Healthcare associated urinary tract infections: a protocol for a national point prevalence study
Brett Mitchell A B D , Anne Gardner B , Wendy Beckingham C and Oyebola Fasugba BA Faculty of Nursing and Health, Avondale College of Higher Education, Cooranbong, NSW 2265, Australia.
B School of Nursing, Midwifery and Paramedicine, Australian Catholic University, Fitzroy, Vic. 3065, Australia.
C Canberra Hospital and Health Services, Garran, ACT 2605, Australia.
D Corresponding author. Email: brett.mitchell@avondale.edu.au
Healthcare Infection 19(1) 26-31 https://doi.org/10.1071/HI13037
Submitted: 5 October 2013 Accepted: 20 November 2013 Published: 10 December 2013
Journal Compilation © Australasian College for Infection Prevention and Control 2014
Abstract
Background: Urinary tract infections account for ~30% of healthcare-associated infections reported by hospitals. Virtually all healthcare-associated urinary tract infections (HAUTIs) are caused by instrumentation of the urinary tract, creating an opportunity to prevent a large proportion of HAUTIs, including catheter-associated urinary tract infections (CAUTIs). In Australia, there is no specific national strategy and surveillance system in place to address HAUTIs or CAUTIs. To determine the need for prospective surveillance of HAUTIs, we propose undertaking a national point prevalence study.
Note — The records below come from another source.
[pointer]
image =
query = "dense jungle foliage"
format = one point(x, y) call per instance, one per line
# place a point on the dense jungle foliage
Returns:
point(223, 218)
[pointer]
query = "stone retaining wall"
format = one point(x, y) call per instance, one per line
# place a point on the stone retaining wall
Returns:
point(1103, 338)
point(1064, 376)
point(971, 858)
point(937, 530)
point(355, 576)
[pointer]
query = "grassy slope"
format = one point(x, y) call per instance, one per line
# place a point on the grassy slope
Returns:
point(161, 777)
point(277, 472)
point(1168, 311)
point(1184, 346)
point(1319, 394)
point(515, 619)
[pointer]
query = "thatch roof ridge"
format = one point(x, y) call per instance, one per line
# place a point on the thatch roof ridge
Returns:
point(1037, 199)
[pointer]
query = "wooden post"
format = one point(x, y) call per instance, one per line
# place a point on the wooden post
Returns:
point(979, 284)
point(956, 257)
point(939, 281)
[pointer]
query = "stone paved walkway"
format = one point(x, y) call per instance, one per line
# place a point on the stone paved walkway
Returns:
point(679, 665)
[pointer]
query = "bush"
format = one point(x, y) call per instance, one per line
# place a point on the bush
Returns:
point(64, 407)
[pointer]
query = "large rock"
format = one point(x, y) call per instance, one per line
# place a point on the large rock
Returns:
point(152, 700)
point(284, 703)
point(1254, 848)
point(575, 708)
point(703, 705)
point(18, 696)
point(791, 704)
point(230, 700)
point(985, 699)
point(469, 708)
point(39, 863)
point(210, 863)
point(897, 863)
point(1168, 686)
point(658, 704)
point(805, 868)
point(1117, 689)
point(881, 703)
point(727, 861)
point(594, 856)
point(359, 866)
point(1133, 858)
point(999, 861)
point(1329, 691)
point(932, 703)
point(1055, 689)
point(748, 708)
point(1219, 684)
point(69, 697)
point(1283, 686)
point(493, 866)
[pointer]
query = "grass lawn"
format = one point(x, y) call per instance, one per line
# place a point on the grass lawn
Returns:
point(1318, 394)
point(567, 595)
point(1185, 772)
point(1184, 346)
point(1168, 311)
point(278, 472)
This paper describes the methods that could be used to undertake such a study.
Methods: A cross-sectional point prevalence design is proposed. The population is all patients hospitalised overnight in Australian hospitals, with the sample to exclude outpatients and those in emergency departments. The proposed operational definition is that used by the Health Protection Agency. A standardised training package for data collectors is recommended with standardised data collection and analysis processes described. Individual patient consent should be waived.
Discussion: Explanation of aspects of the proposed methods are provided, primarily based on findings from a pilot study that informed the development of the proposed protocol. This included development and delivery of training for data collectors and use of the Health Protection Agency HAUTI surveillance definition, rather than the Centers for Disease Control definition.
Conclusion: Conducting a national point prevalence study on HAUTIs including CAUTIs will provide evidence that can be subsequently used to debate the cost effectiveness and value of prospective surveillance. By conducting a pilot study and critically evaluating that process, we have been able to propose a method that could be used for a single hospital or national study.